I don't understand how e.g. a single 1-pole biquad working on continous data can (efficiently) fit into the 128-bit or 256-bit SIMDs of Intel (or similar ARM) instructions, where you (as I recall it) typically have access to parallell float adds, mults, etc but very little in terms of intra-register arithmetics? How do you exploit all of those 8 shiny single-cycle (?) floating-point multipliers if every single output sample depends on the previous one?

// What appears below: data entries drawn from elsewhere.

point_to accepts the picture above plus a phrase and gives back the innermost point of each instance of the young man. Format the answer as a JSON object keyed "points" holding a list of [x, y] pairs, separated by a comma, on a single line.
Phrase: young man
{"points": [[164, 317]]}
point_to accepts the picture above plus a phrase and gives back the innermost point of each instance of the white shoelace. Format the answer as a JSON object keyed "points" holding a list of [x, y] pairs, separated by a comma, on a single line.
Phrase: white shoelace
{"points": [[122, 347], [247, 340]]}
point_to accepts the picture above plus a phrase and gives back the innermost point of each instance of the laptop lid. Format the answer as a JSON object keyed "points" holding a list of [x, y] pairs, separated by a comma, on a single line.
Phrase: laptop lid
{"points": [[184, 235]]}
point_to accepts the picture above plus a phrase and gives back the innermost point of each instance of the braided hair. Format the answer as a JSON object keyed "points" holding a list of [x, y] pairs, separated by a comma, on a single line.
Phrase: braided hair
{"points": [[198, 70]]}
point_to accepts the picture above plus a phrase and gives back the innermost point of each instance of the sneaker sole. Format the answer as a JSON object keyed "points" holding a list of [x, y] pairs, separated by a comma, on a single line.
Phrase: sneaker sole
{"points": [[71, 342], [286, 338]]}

IIUC, you'd have 3 independent parallel multiply-adds per channel in that case: x[n], x[n-1], y[n-1]. That means you can fill 6 32 bit MAC operations per sample. A typical ARM A9 system has 64 bit wide multiply/accum, or on the newer Qualcomm systems, 128. So for mobile applications you would be fine.
However, I think that filter is a bit unrealistic. With plane scalar ARMv4 instructions, you'd be looking at about 1 Mhz per output channel at 44.1khz. Most likely you would either use a higher order filter, or else simply not bother optimizing because the CPU time is too low to matter.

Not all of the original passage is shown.